8:00 p.m. – Pasar tiempo con Martin
9:00 p.m. – Lavandería y preparar para el día siguiente
10:00 p.m. – Leer un libro (¡Si no estás muerta!)
Martin no podía creer lo que leía. ¡Shannon no tenía ni un segundo libre durante el día! ¡Siempre estaba ocupada con algo! ¡No es de extrañar que estuviera agotada! ¡Y yo siempre gritándole! Martin se sintió mal por haberle gritado.
Al día siguiente, pidió un día libre y trató de hacer las tareas de la casa, pero no pudo ni siquiera terminar la mitad de la lista de Shannon. Primero se despertó a las 10 a.m. y se dio cuenta de que ya había perdido casi la mitad de las tareas. El resto del día tampoco salió según lo planeado, empezando con pan tostado quemado para el desayuno y terminando con una sopa sin sal para la cena.
Martin se dio cuenta de que no debió haber sido tan duro con su esposa. ¡Ella estaba haciendo todo lo posible por ellos! Así que, la próxima vez que fue a ver a Shannon al hospital, pasó por una floristería y compró sus flores favoritas.
Le dio las flores a Shannon y se disculpó con ella en el hospital. “Lo siento, cariño. Los médicos dijeron que te desmayaste por agotamiento. No debí haber sido tan duro contigo.”
Shannon se sorprendió por el gesto inesperado de su esposo. “¿Estás bien, Martin? Quiero decir…”
Martin dio un paso al frente y abrazó a Shannon antes de que pudiera terminar. “Claro que sí. Pero… ¿puedo decirte algo?”
Shannon lo miró desconcertada y preguntó, “¿Qué?”

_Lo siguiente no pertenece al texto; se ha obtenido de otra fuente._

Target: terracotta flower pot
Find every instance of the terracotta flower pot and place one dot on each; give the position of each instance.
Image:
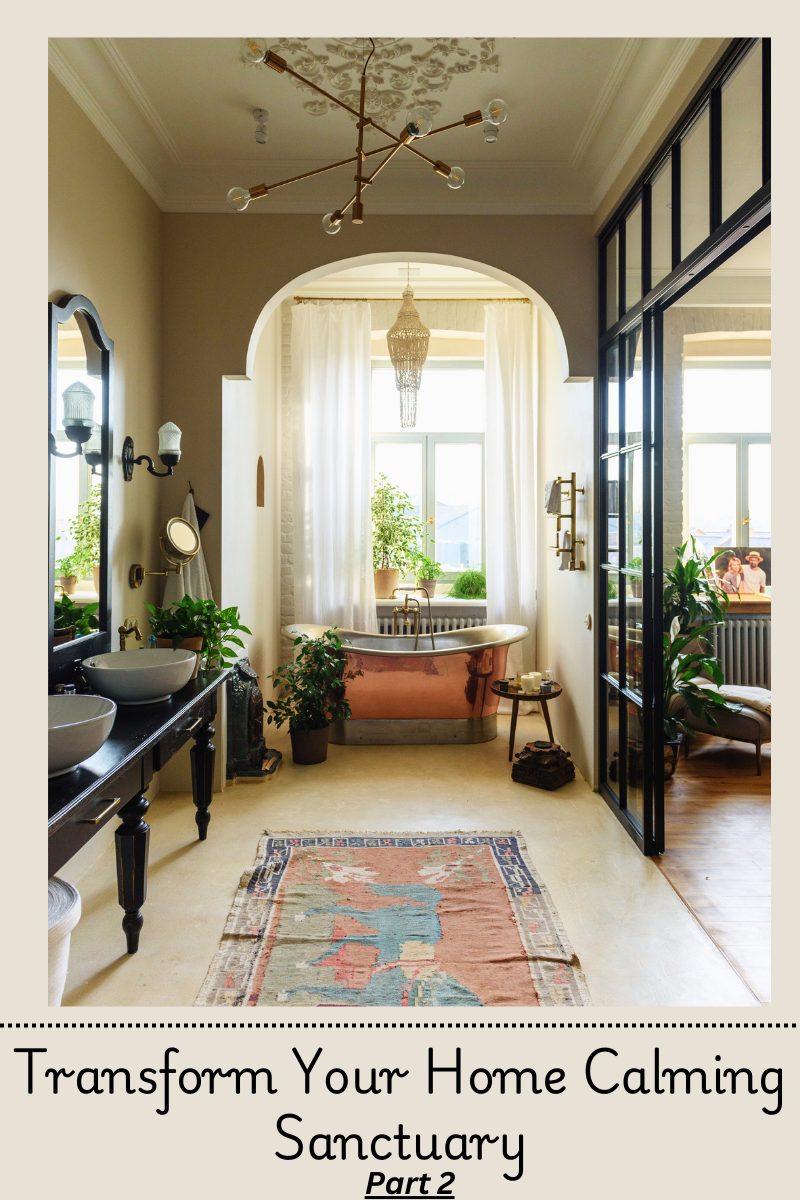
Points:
(310, 745)
(188, 643)
(385, 583)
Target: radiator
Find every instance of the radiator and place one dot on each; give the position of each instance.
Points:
(440, 624)
(743, 646)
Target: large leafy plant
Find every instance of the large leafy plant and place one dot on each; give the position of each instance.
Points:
(67, 613)
(199, 618)
(684, 663)
(396, 532)
(312, 687)
(691, 594)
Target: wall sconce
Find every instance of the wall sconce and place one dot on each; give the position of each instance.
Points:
(169, 451)
(78, 420)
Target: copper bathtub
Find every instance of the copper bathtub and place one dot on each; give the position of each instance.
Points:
(423, 696)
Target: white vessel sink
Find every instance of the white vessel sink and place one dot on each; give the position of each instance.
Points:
(77, 726)
(139, 677)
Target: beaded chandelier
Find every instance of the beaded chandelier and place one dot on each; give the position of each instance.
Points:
(419, 124)
(408, 348)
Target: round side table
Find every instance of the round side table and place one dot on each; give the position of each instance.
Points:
(515, 695)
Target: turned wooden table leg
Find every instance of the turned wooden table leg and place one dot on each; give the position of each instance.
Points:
(203, 755)
(132, 839)
(547, 719)
(515, 709)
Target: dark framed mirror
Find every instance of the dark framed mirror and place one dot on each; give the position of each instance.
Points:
(79, 438)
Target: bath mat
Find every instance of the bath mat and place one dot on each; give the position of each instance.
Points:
(361, 921)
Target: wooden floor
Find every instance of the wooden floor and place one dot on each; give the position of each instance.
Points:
(717, 833)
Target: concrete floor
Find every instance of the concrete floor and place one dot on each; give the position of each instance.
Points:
(638, 943)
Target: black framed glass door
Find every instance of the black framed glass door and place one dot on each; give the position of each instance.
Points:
(701, 199)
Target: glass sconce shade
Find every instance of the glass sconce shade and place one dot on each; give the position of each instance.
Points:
(419, 121)
(495, 112)
(239, 198)
(78, 406)
(253, 49)
(331, 223)
(169, 443)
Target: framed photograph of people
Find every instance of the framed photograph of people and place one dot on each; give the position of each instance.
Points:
(744, 570)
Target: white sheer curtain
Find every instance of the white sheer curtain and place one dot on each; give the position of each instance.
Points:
(511, 413)
(331, 478)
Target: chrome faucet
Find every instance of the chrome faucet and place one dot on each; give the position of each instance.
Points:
(130, 627)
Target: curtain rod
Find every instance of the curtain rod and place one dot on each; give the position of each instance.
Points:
(438, 299)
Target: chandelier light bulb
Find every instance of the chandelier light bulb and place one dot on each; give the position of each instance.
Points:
(330, 225)
(495, 112)
(238, 198)
(419, 121)
(253, 49)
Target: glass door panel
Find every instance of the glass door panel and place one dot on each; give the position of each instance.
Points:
(759, 505)
(711, 493)
(458, 492)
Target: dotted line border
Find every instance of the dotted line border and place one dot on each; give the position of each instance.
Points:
(398, 1025)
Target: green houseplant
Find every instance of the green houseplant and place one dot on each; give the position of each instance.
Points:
(693, 605)
(396, 535)
(198, 625)
(469, 586)
(427, 573)
(312, 695)
(71, 621)
(84, 531)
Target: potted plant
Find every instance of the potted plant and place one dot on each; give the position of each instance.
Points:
(71, 621)
(469, 586)
(66, 575)
(427, 573)
(84, 531)
(198, 625)
(396, 537)
(693, 605)
(312, 695)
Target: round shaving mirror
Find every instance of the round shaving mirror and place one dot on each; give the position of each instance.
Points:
(179, 541)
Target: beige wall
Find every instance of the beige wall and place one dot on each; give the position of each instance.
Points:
(564, 643)
(104, 243)
(222, 269)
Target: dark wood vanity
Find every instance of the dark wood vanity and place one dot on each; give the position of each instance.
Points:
(113, 781)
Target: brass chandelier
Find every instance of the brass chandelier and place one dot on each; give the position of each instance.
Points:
(419, 124)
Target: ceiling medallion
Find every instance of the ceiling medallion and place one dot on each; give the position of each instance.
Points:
(405, 71)
(419, 124)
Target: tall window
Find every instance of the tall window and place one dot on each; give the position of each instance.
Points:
(440, 462)
(727, 454)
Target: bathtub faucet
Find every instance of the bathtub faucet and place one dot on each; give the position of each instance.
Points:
(415, 612)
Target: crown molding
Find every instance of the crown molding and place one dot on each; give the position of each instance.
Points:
(620, 67)
(667, 81)
(84, 99)
(136, 91)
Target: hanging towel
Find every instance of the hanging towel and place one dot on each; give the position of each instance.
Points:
(193, 581)
(553, 497)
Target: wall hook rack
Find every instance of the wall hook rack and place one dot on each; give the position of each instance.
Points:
(569, 492)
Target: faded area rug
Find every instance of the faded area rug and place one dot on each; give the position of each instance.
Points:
(428, 921)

“Me acabo de dar cuenta de algo,” dijo Martin, “que te he estado maltratando y no te he valorado como debí. Lo que no sabía es que… ¡tengo una sorpresa! Acabo de llamar al trabajo para pedir mi renuncia. A partir de ahora, yo me ocuparé de todo, y tú vas a descansar. ¡Ya no más listas de tareas para ti!”
Shannon no sabía qué decir. “Martin, ¿de verdad?”
Martin sonrió ampliamente. “¡Sí! Y también te prometo que nos vamos de vacaciones, solo tú, yo y los niños. ¡Lo que menos quiero es verte agotada otra vez!”
Al final, Martin entendió la lección de valor y respeto hacia su esposa y su arduo trabajo. Y aunque las sorpresas aún no habían terminado, por primera vez en mucho tiempo, Shannon y Martin pudieron respirar tranquilos juntos.